I took a look at a few EV-oriented ETFs today. Here are two of them I found worth your attention:
The iShares Self-Driving EV and Tech ETF (IDRV) is a fund that tracks notable transportation companies that develop autopilot systems, and of course, electric vehicles. I came across this ETF on Nio’s (NIO) Stock Card. NIO is one of the top 25 holdings of this fund. Under the Valuation section, we can see that this fund is considered cheap to buy right now and has a great forecast for growth in the future. Scrolling down even further, it looks like the ETF gives you a wide range of exposures regarding countries, sectors, and market cap. This can be better than investing in something like the S&P 500.
Another prominent ETF is the Amplify Lithium & Battery Tech ETF (BATT). This particular fund is focused on lithium battery technology that powers the EV industry. In the same sense that gas mileage is a major selling point for vehicles, the same goes for electric car batteries. Investing in the future of lithium batteries gives you plenty of exposure to the EV boom, and this ETF is a great opportunity for that. Once again, you can see that BATT is reasonably priced but has reasonable risk as well. Make sure to pay attention to the details here! If you expand the risk section, you’ll see that the “turnover” rate for stocks here is 131%, meaning that the fund managers are doing more trading than holding. Just something to be aware of before you park any money there!
If you have a favorite EV ETF, let me know in the comments. I'm still looking to find the best one to invest in and benefit from this megatrend.
EV leaders' stock price drop shows how Tesla and NIO plan to compete with global automakers that are entering the EV sector rapidly.

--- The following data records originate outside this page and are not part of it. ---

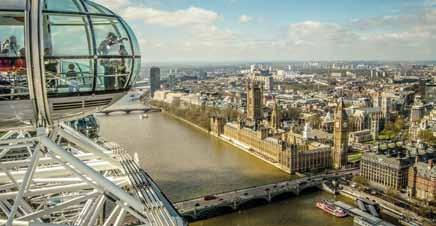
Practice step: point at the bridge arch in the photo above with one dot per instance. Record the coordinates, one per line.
(213, 212)
(250, 203)
(283, 195)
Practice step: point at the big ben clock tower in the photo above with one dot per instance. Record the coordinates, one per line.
(340, 136)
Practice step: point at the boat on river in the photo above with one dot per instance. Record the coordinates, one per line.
(331, 208)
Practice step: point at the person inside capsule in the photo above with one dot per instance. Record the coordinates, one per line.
(110, 66)
(13, 79)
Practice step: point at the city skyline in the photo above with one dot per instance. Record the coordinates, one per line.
(238, 30)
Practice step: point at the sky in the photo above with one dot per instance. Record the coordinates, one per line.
(281, 30)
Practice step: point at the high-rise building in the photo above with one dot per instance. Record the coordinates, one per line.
(417, 111)
(154, 80)
(172, 81)
(386, 107)
(275, 118)
(340, 148)
(254, 101)
(422, 181)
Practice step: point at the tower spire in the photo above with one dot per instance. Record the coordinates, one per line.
(340, 147)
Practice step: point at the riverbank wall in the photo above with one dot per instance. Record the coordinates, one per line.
(243, 147)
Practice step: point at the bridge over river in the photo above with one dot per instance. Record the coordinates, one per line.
(203, 207)
(130, 110)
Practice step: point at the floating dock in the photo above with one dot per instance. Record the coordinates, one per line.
(362, 218)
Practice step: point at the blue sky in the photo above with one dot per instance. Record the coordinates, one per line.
(256, 30)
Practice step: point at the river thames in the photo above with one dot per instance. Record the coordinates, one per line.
(188, 163)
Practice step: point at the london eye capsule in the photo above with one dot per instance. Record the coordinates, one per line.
(61, 60)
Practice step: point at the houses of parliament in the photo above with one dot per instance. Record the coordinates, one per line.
(288, 150)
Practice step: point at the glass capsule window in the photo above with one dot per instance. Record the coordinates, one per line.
(13, 69)
(87, 49)
(63, 5)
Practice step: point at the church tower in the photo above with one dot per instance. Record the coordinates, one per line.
(254, 101)
(340, 136)
(275, 118)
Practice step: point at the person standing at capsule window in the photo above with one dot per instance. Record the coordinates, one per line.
(109, 69)
(73, 85)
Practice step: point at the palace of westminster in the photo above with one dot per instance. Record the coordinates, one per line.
(287, 150)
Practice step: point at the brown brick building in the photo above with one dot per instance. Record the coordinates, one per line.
(422, 181)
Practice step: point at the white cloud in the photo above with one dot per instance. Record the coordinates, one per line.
(313, 40)
(243, 19)
(190, 16)
(194, 33)
(115, 5)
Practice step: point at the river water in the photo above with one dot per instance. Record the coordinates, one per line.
(186, 163)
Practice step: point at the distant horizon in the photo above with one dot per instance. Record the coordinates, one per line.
(253, 30)
(157, 63)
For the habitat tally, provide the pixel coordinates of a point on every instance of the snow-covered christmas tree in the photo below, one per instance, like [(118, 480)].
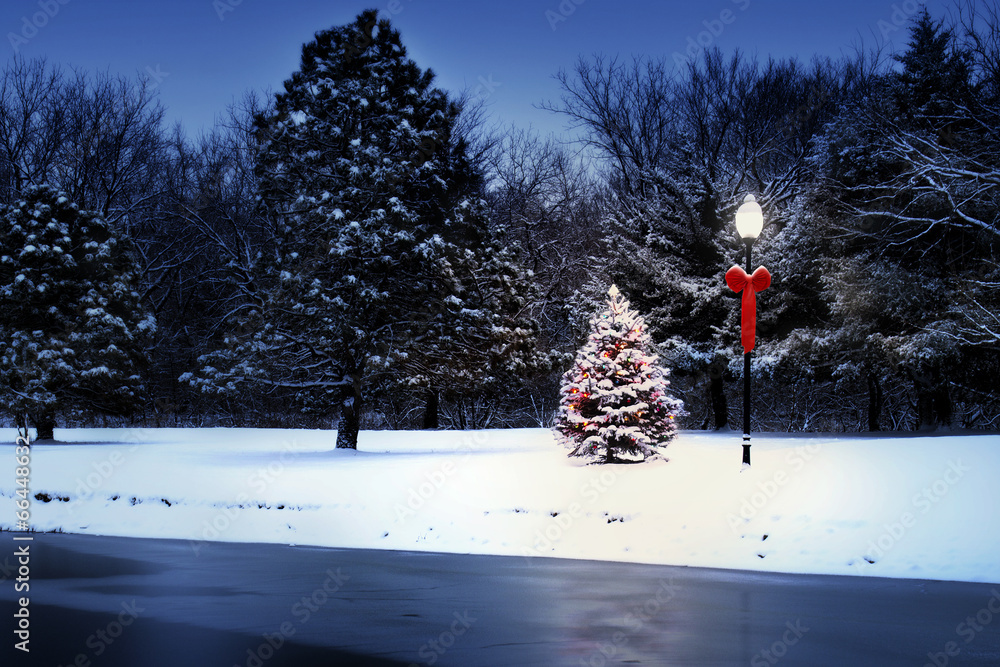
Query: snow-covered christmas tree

Speaking of the lithium battery ETF, one of its top 25 holdings happens to be Nio Inc. (NIO). Nio is one of the most prominent EV companies in China. Today, Nio shares were down nearly 6% after one of its SUVs was reported to have crashed while driving on autopilot, killing the driver. On Nio’s Stock Card, you’ll see that it has great sales growth and a strong balance sheet. Despite this, setbacks like today are inevitable as the driving systems are refined. It’s hard for investors and regulators to brush off serious issues like these. Today was not the hottest day for the stock, nor other EV companies, which may mean a chance to pick up shares if you can tolerate volatility like today.
Tesla (TSLA) also fell in tandem with Nio today, dropping more than 4%. This is due to a similar situation in the U.S. The National Highway Transportation Safety Administration, or NHTSA, filing an investigation into Tesla’s autopilot feature. The filing cites at least 17 injuries and a death concerning the Autopilot system developed by the company. The NHTSA also referred to 11 instances where a Tesla driving on Autopilot hit emergency responders or their vehicles.
An exciting takeaway on both NIO and TSLA is that the EV megatrend and the autonomous or autopilot developments are merging, as leading EV makers try to differentiate themselves from old-time car makers who are entering the EV market in droves. You can find Tesla as a top 25 holding of the iShares Self-Driving EV and Tech ETF (IDRV) that I mentioned earlier.
The case to invest in NIO and Tesla is shifting from EV makers to autonomous car makers, which is a noteworthy change if you are holding these stocks. It's good that they are making a move, but it also means many more years of volatility as these companies sort through the challenges related to autopilot technology.